The collation sets the string comparison semantics. You can set it at database and column level as well as query level but setting it at database level won't cascade down to existing columns. If this is an existing application I wouldn't change it at database level unless you have good test coverage as you may find you end up getting collation mismatch errors for comparisons.
2

It's not an answer to your "why", but in terms of your overall goal, perhaps you should alter your strategy for searching for empty values:

Select * from [Imaging.ImageTag] where LEN([Value]) = 0

As per the comments (thanks Martin Smith for providing some copy/pastable emoji):

SELECT CASE WHEN N'' = N'🍰' then 1 else 0 end --returns 1, no good for checking

SELECT LEN(N'🍰') --returns 2, can be used to check for zero length values?

Comments

0

Complementing this answers When you need use 'like' at sql

WHERE
N'' + COLUMNS like N'%'+ @WordSearch +'%' COLLATE latin1_general_100_ci_as 

Comments

-1

Google send me here looking for a way filter all rows with an emoji on a varchar column.
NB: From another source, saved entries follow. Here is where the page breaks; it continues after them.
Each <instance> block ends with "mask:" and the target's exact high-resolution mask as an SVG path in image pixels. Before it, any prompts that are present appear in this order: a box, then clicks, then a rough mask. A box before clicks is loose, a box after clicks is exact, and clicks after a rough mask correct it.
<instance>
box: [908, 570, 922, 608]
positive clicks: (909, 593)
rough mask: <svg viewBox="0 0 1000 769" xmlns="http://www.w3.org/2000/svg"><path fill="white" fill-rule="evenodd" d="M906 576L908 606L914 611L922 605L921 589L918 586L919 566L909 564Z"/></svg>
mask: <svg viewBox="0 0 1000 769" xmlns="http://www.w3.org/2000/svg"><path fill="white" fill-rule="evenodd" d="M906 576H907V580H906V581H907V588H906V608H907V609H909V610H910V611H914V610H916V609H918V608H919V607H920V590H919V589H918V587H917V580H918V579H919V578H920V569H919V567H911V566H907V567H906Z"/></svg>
In case that your looking for something similar:

SELECT mycolumn
FROM mytable
WHERE REGEXP_EXTRACT(mycolumn,'\x{1f600}')  <> ''
--sqlserver WHERE SUBSTRING(MyCol, (PATINDEX( '\x{1f600}', MyCol ))) <> ''

the \x{1f600} is the char code for the searched emoji, you can find the emoji codes here

2 Comments

I don't think SQL Server (from the OP) has REGEXP_EXTRACT()
In SQL server you can use SUBSTRING(MyCol, (PATINDEX( <regex>, [MyCol] ))).